Di fronte alla drammaticità degli eventi che segnano questa lunga vigilia di un altro devastante conflitto mondiale, gli anarchici si interrogano, polemizzano e si dividono sui principi fondanti della loro ideologia e, soprattutto, sulle scelte strategiche da adottare nella lotta ai fascismi, prima fra tutte la questione delle alleanze. Il tradizionale isolamento politico sembra stridere con le necessità di una lotta antifascista, combattuta in clandestinità, le cui schiere, col passare degli anni e le retate continue si vanno assottigliando fino a ridursi a poche migliaia di militanti. Ma il passaggio dalla spontanea fratellanza che nasce nella quotidianità tra chi combatte un nemico comune, a un’organica unità d’azione ripropone un confronto incomponibile sul piano ideologico, anche se fa emergere affinità interessanti, come nel caso della vicinanza ai giellisti. Prevalgono, comunque, i motivi di differenziazione, addirittura di conflitto diretto e violento quando comunisti e anarchici si ritrovano fianco a fianco nella battaglia contro il fascismo in Spagna.
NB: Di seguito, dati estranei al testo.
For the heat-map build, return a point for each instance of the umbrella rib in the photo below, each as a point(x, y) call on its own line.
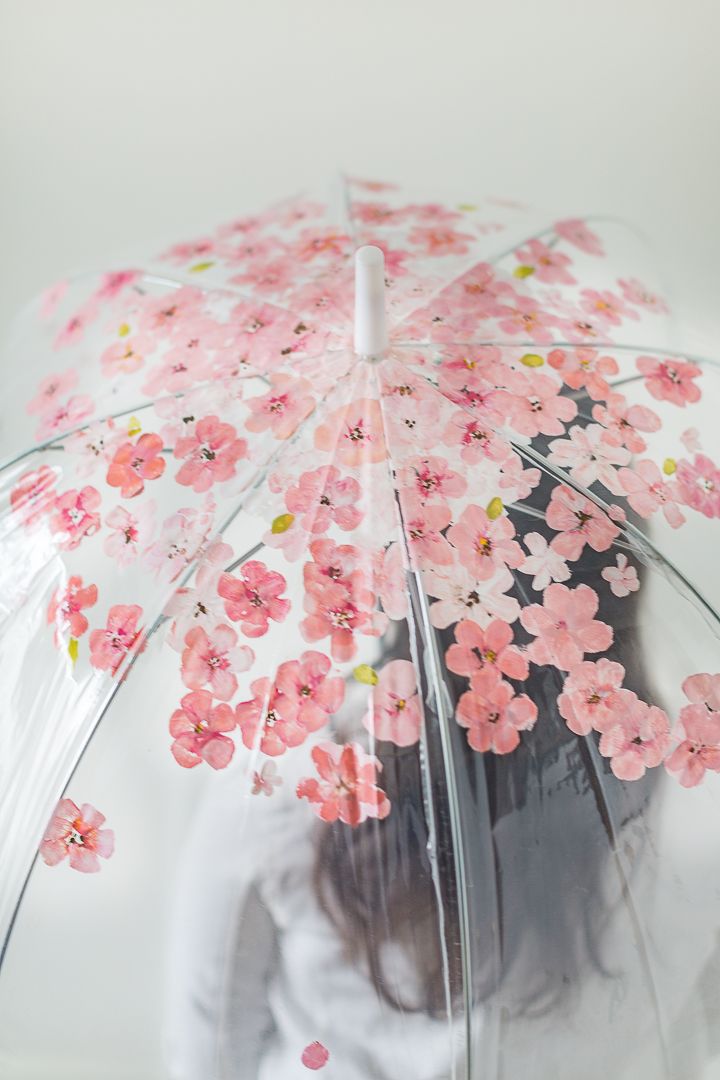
point(642, 543)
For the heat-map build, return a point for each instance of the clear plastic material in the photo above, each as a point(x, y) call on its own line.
point(361, 717)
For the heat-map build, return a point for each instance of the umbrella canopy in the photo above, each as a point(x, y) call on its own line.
point(360, 651)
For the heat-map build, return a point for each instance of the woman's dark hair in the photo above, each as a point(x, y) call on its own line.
point(503, 880)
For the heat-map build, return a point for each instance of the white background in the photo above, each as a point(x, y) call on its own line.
point(124, 125)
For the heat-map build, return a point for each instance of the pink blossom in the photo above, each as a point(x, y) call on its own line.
point(544, 562)
point(548, 265)
point(353, 433)
point(537, 405)
point(623, 422)
point(126, 355)
point(431, 480)
point(254, 598)
point(198, 730)
point(565, 626)
point(51, 389)
point(591, 699)
point(108, 647)
point(698, 485)
point(62, 417)
point(579, 522)
point(77, 833)
point(584, 367)
point(637, 740)
point(492, 714)
point(211, 451)
point(648, 490)
point(34, 495)
point(576, 232)
point(623, 578)
point(348, 790)
point(75, 516)
point(698, 731)
point(637, 294)
point(589, 457)
point(323, 496)
point(461, 596)
point(670, 380)
point(67, 605)
point(476, 648)
point(484, 545)
point(283, 407)
point(135, 462)
point(132, 530)
point(395, 714)
point(213, 659)
point(423, 524)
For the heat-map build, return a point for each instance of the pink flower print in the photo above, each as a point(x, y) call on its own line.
point(353, 433)
point(548, 265)
point(622, 422)
point(698, 750)
point(75, 516)
point(584, 367)
point(588, 457)
point(135, 462)
point(537, 405)
point(211, 451)
point(578, 233)
point(670, 380)
point(579, 522)
point(565, 626)
point(308, 689)
point(648, 491)
point(434, 241)
point(323, 496)
point(266, 780)
point(636, 293)
point(483, 544)
point(591, 698)
point(51, 389)
point(348, 788)
point(698, 485)
point(34, 495)
point(637, 740)
point(283, 407)
point(623, 578)
point(544, 562)
point(461, 596)
point(423, 525)
point(254, 598)
point(131, 531)
point(431, 480)
point(126, 355)
point(394, 713)
point(476, 440)
point(492, 714)
point(524, 315)
point(314, 1056)
point(108, 647)
point(67, 605)
point(605, 306)
point(77, 834)
point(476, 648)
point(703, 689)
point(213, 659)
point(62, 417)
point(199, 731)
point(389, 581)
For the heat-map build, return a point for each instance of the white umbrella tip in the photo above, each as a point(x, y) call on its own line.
point(370, 322)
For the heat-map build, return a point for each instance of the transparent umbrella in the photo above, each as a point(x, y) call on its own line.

La sanguinosa resa dei conti tra le formazioni anarchiche spagnole e il Pce ha ripercussioni pesanti anche sui volontari italiani e, tra questi, è Camillo Berneri a pagare con la vita il prezzo di ima guerra civile che si combatte al fronte, ma anche nelle stesse file dell’antifascismo.
La pagina nera dell’assassinio di Berneri e di tanti altri combattenti libertari è parte integrante della storia dell’opposizione al fascismo di cui gli anarchici, pur con la loro specifica diversità, rappresentano un tassello importante. Del resto, proprio la complessità di questo mondo antifascista, quale emerge dal lavoro degli studiosi che hanno indagato sulle singole forze politiche, distanti l’una dall’altra per ideali e progetti, ne esclude un’interpretazione come fenomeno unitario. L’unità dell’antifascismo si iscrive entro i confini del mito ufficiale, pubblico, funzionale alla ricostruzione della nuova Italia antifascista all’indomani della guerra, ma assai poco aderente ai risultati della ricerca storica. Il comune nemico che unisce i militanti antifascisti nella lotta, non basta a far superare i fossati scavati dalle ideologie totalitarie ancora dominanti, come nel caso degli anarchici e dei comunisti. La certezza di possedere la verità, il culto religioso del proprio credo politico trasformano in avversario da abbattere chiunque non condivida la stessa fede. I comunisti possono abdicare temporaneamente alla purezza dottrinaria, a seconda delle necessità politiche contingenti, nella convinzione di operare sempre per il trionfo della causa; gli anarchici invece rifiutano per principio di piegarsi alle esigenze di una politica aderente alla realtà, persino quando si tratta di far fronte comune nella guerra al fascismo. Il che, naturalmente, nulla toglie al coraggio e al sacrificio di quanti hanno lottato contro la dittatura.